Saturday, February 21, 2009

Easy Donut Muffins -1 Year Anniversary Post:)

Wow it's been one year of blogging so far. It really makes me feel like I should learn more about blogging. I got going on this blogging trip with no knowledge of blogging at all and not much has changed. I really need to devote a little more time to investigate more blogging options. So many widget and gadgets that I know nothing about....... Well year one was fun.....hopefully year two will be even better:)

With last weeks PAC meeting out of the way, it should have left me with plenty of time to deal with the things I have let housework and leave me with even extra time to do something for me. You'd think.....wouldn't you?? Time here just seems to evaporate as soon as it is freed up:( Well it's the weekend now and time to do some fun things.....I hope! I'm on a little mission now to locate a recipe I came across a few years ago. It was not in the book I thought it was in......but I'll track it down and try to make some yummy homemade lemonade. (I found a similar one, but it needs some tweaking) back with that recipe soon!
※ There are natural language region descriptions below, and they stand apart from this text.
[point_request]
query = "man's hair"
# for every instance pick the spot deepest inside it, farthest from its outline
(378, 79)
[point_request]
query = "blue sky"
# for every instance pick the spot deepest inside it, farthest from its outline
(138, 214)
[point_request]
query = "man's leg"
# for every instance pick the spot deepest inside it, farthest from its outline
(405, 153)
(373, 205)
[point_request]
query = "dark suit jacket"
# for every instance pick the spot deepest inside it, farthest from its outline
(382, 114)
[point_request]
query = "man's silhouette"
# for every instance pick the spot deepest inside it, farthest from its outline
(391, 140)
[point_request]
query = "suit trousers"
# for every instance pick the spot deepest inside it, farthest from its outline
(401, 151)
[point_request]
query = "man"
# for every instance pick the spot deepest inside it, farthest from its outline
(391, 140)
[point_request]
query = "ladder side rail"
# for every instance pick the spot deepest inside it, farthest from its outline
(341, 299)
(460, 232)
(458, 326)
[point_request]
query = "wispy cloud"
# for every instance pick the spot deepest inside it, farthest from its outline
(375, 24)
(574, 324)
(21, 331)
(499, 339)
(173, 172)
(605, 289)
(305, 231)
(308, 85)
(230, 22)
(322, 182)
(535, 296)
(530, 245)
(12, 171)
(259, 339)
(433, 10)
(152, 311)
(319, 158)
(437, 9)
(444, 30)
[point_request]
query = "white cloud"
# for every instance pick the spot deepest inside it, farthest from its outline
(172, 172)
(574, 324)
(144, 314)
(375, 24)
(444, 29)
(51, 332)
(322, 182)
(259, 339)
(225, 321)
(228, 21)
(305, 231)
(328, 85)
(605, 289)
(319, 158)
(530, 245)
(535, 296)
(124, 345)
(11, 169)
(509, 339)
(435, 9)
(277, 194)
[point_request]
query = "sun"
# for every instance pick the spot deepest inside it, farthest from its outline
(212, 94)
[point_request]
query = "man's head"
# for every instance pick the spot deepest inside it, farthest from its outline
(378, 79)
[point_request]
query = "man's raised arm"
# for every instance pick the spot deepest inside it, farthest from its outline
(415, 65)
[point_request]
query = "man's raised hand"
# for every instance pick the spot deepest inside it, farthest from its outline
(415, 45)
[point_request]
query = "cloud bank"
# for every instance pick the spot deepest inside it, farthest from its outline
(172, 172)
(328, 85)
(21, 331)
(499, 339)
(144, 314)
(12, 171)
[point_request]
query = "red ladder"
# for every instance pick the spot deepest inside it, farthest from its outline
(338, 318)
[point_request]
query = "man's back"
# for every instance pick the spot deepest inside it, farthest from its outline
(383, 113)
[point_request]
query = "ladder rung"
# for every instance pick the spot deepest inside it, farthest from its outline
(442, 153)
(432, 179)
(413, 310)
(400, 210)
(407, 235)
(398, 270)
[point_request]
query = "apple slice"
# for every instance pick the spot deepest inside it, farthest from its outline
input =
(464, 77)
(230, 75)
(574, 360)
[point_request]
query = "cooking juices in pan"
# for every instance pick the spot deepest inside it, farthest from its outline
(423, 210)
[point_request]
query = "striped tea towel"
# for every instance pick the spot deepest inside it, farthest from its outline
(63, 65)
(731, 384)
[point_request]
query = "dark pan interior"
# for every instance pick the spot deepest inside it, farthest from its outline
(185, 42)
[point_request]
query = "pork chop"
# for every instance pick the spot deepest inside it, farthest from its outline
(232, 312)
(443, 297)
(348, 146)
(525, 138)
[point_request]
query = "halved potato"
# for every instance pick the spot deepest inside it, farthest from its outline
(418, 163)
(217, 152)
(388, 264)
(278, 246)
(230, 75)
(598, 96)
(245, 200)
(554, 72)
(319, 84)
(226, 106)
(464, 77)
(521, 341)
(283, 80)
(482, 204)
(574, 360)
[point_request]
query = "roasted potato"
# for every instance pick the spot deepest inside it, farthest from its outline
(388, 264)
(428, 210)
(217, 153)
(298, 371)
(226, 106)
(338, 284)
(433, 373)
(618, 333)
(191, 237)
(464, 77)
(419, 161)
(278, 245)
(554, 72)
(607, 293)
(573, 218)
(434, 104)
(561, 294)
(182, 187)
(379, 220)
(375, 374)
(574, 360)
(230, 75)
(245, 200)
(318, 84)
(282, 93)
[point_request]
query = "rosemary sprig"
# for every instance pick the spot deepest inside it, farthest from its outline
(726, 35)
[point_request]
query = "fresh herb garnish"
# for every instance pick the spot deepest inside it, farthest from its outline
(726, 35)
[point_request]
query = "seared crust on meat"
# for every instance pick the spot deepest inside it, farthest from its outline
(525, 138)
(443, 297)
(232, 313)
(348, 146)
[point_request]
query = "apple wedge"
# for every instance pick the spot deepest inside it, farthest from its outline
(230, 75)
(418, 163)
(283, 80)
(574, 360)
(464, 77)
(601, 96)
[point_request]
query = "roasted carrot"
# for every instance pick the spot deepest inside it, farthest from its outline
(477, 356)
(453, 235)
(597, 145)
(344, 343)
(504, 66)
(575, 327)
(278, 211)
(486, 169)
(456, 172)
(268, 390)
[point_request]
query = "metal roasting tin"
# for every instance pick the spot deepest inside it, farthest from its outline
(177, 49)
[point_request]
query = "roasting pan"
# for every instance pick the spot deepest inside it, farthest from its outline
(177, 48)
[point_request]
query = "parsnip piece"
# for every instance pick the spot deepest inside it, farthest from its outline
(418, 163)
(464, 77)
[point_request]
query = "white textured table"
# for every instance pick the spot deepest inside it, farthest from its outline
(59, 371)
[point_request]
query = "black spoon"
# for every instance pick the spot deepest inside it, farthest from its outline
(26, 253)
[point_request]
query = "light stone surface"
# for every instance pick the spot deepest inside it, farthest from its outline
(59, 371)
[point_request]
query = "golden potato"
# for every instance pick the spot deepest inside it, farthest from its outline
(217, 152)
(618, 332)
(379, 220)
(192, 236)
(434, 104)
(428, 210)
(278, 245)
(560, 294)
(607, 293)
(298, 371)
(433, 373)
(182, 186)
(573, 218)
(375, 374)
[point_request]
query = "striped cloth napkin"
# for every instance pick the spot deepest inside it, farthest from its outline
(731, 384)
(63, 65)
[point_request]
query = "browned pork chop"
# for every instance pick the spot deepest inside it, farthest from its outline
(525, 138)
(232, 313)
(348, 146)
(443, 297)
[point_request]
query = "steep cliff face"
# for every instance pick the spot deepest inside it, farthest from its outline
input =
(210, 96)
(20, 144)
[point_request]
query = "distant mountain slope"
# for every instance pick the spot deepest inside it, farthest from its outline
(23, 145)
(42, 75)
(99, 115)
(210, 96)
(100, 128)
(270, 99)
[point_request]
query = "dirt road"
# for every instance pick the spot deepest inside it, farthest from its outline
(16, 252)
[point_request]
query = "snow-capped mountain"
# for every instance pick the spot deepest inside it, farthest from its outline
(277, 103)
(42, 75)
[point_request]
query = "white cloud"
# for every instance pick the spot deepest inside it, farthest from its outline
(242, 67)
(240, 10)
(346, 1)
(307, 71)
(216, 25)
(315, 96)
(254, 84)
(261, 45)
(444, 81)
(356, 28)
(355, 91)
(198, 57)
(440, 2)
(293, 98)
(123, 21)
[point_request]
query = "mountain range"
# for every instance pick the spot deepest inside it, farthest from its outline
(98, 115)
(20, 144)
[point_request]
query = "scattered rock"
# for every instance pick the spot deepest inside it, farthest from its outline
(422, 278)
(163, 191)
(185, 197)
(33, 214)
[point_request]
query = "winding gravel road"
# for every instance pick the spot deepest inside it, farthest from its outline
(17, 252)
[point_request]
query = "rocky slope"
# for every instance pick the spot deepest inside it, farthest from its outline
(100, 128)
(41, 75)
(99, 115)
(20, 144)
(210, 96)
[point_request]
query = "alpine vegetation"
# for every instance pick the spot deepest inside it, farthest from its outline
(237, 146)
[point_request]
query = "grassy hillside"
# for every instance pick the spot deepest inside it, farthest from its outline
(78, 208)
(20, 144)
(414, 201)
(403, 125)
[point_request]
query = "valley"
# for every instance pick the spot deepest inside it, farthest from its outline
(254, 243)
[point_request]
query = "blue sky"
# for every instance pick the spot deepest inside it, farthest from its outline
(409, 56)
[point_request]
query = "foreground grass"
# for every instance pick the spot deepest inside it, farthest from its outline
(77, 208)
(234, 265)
Well here is a little bit of what I've been up to. Since I like to bring baking to each PAC meeting, I am nearing the end of of my repertoire of favourite baked goods. I figured I hadn't brought these little lovelies yet so I gave them a whirl again. I personally do not like cake donuts, so they are not my favourites. I do however have lots of people say they like them, so I think they are quite good.....or people are very polite. So if you like cake donuts, these taste very much like the classic cinnamon sugar coated cake donut, and if you make them in a mini muffin pan, like I do, they end up looking very much like donut holes. This recipe comes from Taunton's Fine Cooking Magazine #42 from January 2001. I remembered as I was making them that I usually make a half recipe...too late....I made a billion of the little guys and was forced to push them on the neighbours.....oh well:)

Doughnut Muffins

12 oz (24 tbsp) unsalted butter, room temperature
1 3/4 cups sugar
4 large eggs
6 cups (1 lb 11oz ) all purpose flour
1 tbsp plus 2 tsp baking powder
1/2 tsp baking soda
1 3/4 tsp salt
1 tsp ground nutmeg
1 2/3 cups milk
1/4 cup buttermilk

For Dipping
8 oz (16tbsp) butter, melted or more
2 cups sugar
2 tbsp ground cinnamon

Muffins- Put a rack in the middle of the oven and heat the oven to 350F. In a stand mixer or a large bowl, cream the butter and the sugar very well. Probably 3-5 minutes. The mixture will become pale yellow and the grains of sugar will become less obvious. Beat in the eggs one at a time, until just mixed in. Sift together the flour, baking soda, baking powder, salt and nutmeg. Combine the milk and the buttermilk. With a wooden spoon gently mix in 1/4 of the dry mixture, then mix in a third of the wet just until mixed. Repeat ending with the last dry portion. Mix until combined and smooth but do not over mix. Grease and flour a standard sized muffin tin. Scoop enough batter into each cup so that the top of the batter is even with the rim of the cup, about a 1/2 cup. (A #16 ice cream scoop gives the perfect amount) Bake the muffins until firm to the touch, about 30-35 minutes. I use a mini muffin pan with a small scoop and bake about 15 minutes.

To coat- Melt the butter for the dipping mixture. Combine the sugar and cinnamon in a separate bowl. When the muffins are just cool enough to handle, remove them from the pan, dip them into or brush them with melted butter, and then roll them into the cinnamon sugar mixture.